Conflict Resolution Skills Training CD-ROM
The interactive CD-ROM “Allwyn Hall: Basic Conflict Skills for College Students” teaches a 3-stage problem solving process that users put into practice in their role as a student assistant in a college residence hall. Users work through three typical student disputes using an interactive process by airing all parties’ views, clarifying problems, and running brainstorming sessions. Allwyn Hall is designed for use in a variety of academic settings such as orientation, R.A. training, student mediator training, classrooms, clusters, and libraries. It is a flexible tool that can be used in presenting to large or small groups and can be integrated easily into existing curricula. You need 8 meg of ram, a color monitor and a CD-ROM drive. Allwyn Hall was developed at The Center for Applied Ethics, Carnegie Mellon University, Pittsburgh, PA 15213 under the direction of Martha Harty (E-mail: email@example.com) an experienced mediator and conflict skills trainer. It was funded by FIPSE. You can now view video clips from the CD online.

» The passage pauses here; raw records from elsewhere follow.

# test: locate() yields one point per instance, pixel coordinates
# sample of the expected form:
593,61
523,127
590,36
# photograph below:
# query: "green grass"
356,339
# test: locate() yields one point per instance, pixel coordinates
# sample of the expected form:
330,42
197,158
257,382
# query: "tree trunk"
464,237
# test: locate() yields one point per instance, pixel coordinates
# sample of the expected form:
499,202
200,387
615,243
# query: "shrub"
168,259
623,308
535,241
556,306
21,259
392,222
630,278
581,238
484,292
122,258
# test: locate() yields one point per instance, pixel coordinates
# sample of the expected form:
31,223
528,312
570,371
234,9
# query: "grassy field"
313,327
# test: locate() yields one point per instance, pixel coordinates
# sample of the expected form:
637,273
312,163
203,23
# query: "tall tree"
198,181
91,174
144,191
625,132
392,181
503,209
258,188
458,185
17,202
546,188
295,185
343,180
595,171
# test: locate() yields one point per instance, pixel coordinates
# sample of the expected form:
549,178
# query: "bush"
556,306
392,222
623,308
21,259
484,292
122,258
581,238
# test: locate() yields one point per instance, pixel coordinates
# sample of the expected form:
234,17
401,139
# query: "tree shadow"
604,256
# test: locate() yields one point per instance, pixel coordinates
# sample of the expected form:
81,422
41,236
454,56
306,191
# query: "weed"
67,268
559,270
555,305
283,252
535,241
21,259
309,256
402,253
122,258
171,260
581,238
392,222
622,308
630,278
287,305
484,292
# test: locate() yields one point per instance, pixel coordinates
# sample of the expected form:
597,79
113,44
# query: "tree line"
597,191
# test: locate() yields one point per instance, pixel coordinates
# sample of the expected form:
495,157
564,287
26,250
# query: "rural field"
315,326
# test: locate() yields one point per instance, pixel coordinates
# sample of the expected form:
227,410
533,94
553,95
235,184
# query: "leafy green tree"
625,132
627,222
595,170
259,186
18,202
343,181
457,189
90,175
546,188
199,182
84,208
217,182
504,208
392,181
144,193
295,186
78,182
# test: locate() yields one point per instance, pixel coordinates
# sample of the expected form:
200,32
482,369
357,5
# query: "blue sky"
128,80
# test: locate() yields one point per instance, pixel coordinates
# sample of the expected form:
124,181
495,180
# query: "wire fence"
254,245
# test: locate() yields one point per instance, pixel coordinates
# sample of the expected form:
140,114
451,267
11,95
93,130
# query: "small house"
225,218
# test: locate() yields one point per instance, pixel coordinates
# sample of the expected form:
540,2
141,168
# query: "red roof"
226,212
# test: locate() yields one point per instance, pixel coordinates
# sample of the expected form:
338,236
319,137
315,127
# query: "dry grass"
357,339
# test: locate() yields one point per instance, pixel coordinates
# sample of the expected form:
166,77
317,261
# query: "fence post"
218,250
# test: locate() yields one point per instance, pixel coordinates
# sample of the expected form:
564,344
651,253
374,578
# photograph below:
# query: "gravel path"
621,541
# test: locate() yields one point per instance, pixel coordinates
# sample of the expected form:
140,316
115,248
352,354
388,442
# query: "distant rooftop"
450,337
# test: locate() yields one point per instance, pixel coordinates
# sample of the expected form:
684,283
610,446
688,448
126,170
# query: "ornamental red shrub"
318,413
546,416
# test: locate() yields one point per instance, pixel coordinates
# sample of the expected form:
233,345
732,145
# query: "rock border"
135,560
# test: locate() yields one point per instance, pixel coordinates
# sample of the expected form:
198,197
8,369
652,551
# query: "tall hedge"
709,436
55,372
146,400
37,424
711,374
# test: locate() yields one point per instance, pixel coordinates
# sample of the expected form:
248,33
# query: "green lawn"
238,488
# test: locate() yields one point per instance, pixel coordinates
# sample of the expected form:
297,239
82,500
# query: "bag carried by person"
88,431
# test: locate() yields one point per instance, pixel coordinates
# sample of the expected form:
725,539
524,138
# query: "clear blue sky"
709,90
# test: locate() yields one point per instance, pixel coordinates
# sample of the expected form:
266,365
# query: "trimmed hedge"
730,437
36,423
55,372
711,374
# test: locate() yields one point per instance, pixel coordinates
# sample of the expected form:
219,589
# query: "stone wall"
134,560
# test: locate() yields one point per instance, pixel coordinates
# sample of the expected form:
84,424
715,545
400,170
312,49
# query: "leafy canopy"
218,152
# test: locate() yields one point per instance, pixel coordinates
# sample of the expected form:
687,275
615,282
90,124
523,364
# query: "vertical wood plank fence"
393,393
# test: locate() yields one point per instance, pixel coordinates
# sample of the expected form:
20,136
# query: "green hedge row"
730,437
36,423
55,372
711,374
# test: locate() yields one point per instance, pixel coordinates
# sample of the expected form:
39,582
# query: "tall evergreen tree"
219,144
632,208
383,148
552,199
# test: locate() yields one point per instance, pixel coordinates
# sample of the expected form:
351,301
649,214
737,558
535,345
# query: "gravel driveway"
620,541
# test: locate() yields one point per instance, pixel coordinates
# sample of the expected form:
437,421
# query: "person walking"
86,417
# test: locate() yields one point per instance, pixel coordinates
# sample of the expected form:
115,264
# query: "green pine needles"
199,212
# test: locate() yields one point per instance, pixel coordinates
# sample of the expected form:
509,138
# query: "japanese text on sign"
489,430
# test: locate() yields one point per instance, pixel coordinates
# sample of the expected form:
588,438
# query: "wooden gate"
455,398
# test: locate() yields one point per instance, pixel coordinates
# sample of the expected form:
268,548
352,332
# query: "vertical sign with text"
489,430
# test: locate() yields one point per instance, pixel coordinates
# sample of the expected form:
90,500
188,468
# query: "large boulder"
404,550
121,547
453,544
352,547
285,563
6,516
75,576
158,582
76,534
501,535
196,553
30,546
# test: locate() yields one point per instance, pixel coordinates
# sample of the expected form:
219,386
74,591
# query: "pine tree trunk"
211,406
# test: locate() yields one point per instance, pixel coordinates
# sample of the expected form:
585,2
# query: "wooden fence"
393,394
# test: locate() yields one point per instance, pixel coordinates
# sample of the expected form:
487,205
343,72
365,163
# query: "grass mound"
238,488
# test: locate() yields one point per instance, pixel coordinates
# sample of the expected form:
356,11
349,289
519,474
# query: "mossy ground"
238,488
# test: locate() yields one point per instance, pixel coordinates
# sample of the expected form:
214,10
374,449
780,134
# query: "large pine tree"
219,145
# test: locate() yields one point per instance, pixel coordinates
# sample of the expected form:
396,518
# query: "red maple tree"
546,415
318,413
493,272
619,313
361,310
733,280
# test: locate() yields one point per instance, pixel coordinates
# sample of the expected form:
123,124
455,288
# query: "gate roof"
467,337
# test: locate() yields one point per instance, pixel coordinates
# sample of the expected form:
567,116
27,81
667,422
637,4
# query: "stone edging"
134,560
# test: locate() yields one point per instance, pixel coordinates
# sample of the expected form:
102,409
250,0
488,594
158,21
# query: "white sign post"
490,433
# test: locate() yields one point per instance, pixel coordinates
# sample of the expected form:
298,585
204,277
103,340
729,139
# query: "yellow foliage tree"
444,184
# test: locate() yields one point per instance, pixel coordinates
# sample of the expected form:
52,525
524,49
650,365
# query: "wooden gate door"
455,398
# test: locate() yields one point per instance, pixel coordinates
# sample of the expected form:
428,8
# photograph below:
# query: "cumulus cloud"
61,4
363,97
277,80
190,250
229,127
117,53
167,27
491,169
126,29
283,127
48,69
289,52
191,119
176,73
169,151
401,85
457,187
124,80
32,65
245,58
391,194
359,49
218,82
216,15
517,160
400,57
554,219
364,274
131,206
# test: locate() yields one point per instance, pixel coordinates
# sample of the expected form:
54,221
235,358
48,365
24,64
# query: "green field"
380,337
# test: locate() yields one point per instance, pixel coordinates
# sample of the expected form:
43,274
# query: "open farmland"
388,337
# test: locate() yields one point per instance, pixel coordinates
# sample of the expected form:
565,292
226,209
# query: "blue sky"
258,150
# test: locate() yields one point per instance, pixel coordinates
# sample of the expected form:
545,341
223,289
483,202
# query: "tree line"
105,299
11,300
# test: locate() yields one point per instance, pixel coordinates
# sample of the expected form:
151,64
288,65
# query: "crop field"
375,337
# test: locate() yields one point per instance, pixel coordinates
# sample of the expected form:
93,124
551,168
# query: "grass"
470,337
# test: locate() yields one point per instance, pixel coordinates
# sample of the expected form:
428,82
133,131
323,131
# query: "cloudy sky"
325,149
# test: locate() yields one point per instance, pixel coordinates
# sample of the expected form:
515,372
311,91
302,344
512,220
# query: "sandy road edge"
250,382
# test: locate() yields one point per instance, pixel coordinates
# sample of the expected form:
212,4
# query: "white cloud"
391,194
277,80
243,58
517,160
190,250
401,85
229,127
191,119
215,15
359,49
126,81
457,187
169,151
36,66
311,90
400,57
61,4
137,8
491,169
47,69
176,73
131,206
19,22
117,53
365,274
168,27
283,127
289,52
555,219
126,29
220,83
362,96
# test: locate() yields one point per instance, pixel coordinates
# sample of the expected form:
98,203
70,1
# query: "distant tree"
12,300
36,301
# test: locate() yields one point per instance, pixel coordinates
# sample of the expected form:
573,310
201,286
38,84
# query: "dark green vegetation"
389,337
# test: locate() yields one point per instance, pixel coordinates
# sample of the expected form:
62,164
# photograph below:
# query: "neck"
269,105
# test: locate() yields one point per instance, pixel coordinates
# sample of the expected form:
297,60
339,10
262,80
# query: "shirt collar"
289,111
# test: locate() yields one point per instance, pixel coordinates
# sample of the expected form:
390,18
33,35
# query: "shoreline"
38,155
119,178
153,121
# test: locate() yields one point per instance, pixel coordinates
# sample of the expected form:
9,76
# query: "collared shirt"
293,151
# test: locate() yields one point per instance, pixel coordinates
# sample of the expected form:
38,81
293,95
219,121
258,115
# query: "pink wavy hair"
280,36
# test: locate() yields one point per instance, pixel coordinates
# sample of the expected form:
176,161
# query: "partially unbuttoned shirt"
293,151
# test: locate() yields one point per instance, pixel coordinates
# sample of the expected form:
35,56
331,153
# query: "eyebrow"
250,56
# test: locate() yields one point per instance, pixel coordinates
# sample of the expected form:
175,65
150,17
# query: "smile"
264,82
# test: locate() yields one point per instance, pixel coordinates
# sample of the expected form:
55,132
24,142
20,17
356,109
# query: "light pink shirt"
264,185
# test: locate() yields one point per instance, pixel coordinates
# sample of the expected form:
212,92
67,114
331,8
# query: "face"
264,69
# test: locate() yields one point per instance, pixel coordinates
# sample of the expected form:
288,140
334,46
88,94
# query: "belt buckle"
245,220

TRAINING MANUALS/ ROLEPLAY COLLECTIONS
Mediation in the Campus Community by William Warters is a technical assistance guide for campus conflict resolution programs. In addition to detailed planning guidelines, the 300+ page 81/2 x 11 paperback book includes a wealth of case studies, sample program forms, policy language examples, promotional materials, mission statements, needs assessment questions, a case management protocol, and other useful tools designed to build or improve mediation initiatives. Other practical resources include recommended readings for beginners, listings of specialized training resources, a collection of 7 campus mediation role play scripts, and numerous useful web site links. Available from Jossey-Bass Publishers, (415) 433-1740, Higher and Adult Education Division, December, 1999.
Resources for Training on Restorative Practices on Campus
David Karp and colleagues have been actively promoting the use of restorative justice processes on college campuses. David has compiled some resources that will be helpful for campus RJ trainers and made them available on his Skidmore College website. Role play scenario scripts featuring student offenders include the following topics: DWI Car Theft, Exam Theft, Facebook Photo, Fire Alarm, and Lawn Donuts.
Rockin Role Plays: A Collection of the Finest for Mediation Trainers was written and compiled by Barbara Davis and Sarah Corley (1996), and is published by The Mediation Center of Asheville, North Carolina. The spiral-bound book includes a section of very helpful strategies for arranging and making the best use of role plays, as well as a large collection of sample scripts. The role plays focus on a variety of settings such as the community, business, day care, elementary school, middle and high school, college and university (11 scenarios), juvenile detention center, hospital, nursing home, and family. The scripts tend to be brief on specific character details (leaving room for improvisation) but generally realistic. For purchase, contact The Mediation Center, 189 College Street, Asheville, NC 28801-3030 Phone: (828) 251-6089 Fax: (828) 232-5140 http://www.main.nc.us/tmc
Carleton University Mediation Centre Roleplay Book
Written by staff and volunteers at the Mediation Centre at Carleton University, the Roleplay Book (1998, 140 cerlox-bound pages) contains 48 scenarios for mediation training: on and off campus, in the workplace, in the community, between students, faculty and staff, neighbours, landlord and tenants, businesses and customers, family members and friends. The roles are written to highlight the positions and interests of the parties and to provide an interesting challenge to the mediator. Some of the situations deal with gender issues, sexual preferences, cultural differences, alleged harassment or power differences. Also included is information about how to play a role, how to write a roleplay and how to de-brief a roleplay, based on years of experience providing training and preparing training materials.